Menu Tutup

Alumni sebagai Mentor: Peran Ikatan Lulusan dalam Membantu Siswa Membangun Jaringan Kerja

Salah satu sumber daya paling berharga yang dimiliki sebuah institusi pendidikan, selain staf pengajar, adalah jaringan alumninya. Para lulusan ini, yang telah berhasil menavigasi dunia profesional, merupakan koneksi hidup antara bangku sekolah dan karier nyata. Memanfaatkan ikatan alumni sebagai mentor adalah strategi yang sangat efektif untuk secara langsung Membantu Siswa saat ini dalam membangun jaringan kerja yang kuat dan relevan. Peran alumni melampaui sekadar memberikan nasihat; mereka menawarkan peluang magang, wawasan industri yang tak ternilai, dan dukungan emosional yang personal, secara signifikan Membantu Siswa mempersiapkan diri untuk transisi yang mulus ke dunia kerja.
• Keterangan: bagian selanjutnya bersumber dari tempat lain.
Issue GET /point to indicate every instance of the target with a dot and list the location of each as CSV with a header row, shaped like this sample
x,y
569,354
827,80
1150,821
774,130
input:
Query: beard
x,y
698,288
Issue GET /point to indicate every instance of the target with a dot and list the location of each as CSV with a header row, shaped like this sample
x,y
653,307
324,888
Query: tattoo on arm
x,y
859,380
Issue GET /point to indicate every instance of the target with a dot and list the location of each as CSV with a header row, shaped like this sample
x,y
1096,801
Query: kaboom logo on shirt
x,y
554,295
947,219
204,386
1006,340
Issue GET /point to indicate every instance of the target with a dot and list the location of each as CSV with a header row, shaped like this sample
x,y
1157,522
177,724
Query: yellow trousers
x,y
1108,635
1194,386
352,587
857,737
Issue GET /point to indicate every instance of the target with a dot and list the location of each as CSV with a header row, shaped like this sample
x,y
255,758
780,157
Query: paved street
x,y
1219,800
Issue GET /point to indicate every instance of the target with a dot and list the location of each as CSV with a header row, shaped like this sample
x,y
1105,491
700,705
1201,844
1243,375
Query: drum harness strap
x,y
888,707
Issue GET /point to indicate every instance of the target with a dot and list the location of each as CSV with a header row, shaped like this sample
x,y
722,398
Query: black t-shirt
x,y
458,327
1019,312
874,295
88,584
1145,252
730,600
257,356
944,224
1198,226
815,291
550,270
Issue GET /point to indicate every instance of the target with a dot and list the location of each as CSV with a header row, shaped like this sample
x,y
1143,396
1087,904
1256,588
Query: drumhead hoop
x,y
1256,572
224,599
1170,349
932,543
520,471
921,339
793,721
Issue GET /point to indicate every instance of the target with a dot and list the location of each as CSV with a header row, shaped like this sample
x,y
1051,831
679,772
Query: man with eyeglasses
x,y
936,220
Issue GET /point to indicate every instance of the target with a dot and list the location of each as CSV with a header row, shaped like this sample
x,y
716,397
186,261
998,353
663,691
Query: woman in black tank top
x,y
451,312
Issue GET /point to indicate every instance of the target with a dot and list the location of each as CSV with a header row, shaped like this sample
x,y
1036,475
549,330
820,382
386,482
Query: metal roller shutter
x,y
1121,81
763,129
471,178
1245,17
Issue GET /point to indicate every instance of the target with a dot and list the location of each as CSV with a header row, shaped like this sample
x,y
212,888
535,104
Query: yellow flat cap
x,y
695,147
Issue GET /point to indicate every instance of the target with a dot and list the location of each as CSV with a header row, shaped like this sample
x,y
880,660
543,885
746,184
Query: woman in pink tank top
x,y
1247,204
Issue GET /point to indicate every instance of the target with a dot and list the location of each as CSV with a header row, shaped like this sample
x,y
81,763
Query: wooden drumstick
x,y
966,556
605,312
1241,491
Program mentoring alumni yang sukses harus distrukturkan, memastikan bahwa interaksi bersifat berkelanjutan dan terfokus pada tujuan karier siswa. Di Universitas Bakti Karya (UBK), program “Alumni Connect” secara resmi diluncurkan pada Senin, 9 September 2024. Program ini secara sistematis mencocokkan siswa semester akhir dengan alumni yang bekerja di bidang yang sama. Setiap pasangan mentor-mentee diwajibkan untuk mengadakan pertemuan virtual atau tatap muka minimal sekali sebulan, dengan fokus pada topik seperti peninjauan resume, simulasi wawancara, dan eksplorasi tren industri. Koordinator Program Alumni UBK, Bapak Doni Susanto, melaporkan bahwa 80% siswa yang berpartisipasi dalam program ini merasa lebih siap untuk mencari kerja, berkat bimbingan langsung dari alumni.

Selain bimbingan individual, alumni memiliki peran kolektif dalam Membantu Siswa melalui penyediaan akses ke jaringan profesional yang lebih luas. Ikatan alumni secara teratur menyelenggarakan acara networking formal dan informal. Misalnya, acara “Malam Karier Alumni” diadakan setiap hari Sabtu di bulan Maret di Ballroom Hotel Sentral, yang mengundang lebih dari 200 alumni dari berbagai angkatan dan sektor. Acara ini memberikan kesempatan bagi siswa untuk berlatih keterampilan networking mereka di lingkungan yang aman, mendapatkan insight tentang budaya perusahaan yang berbeda, dan secara langsung Membantu Siswa untuk terhubung dengan manajer perekrutan yang mungkin mencari talenta baru.

Integritas program mentoring harus dijaga, terutama terkait dengan etika dan batasan profesional. Semua alumni yang berpartisipasi sebagai mentor harus menandatangani kode etik yang menetapkan batasan yang jelas, khususnya larangan mentor meminta layanan pribadi atau finansial dari mentee. Pelanggaran kode etik dapat dilaporkan ke Dewan Etika Alumni dan dapat mengakibatkan pencabutan status mentor secara permanen. Pengawasan ini memastikan bahwa niat alumni untuk Membantu Siswa tetap murni dan berfokus pada pengembangan karier. Dengan mengorganisir dan mendukung jaringan alumni, institusi pendidikan secara efektif memperluas lingkup pengajaran mereka jauh melampaui batas waktu kelulusan.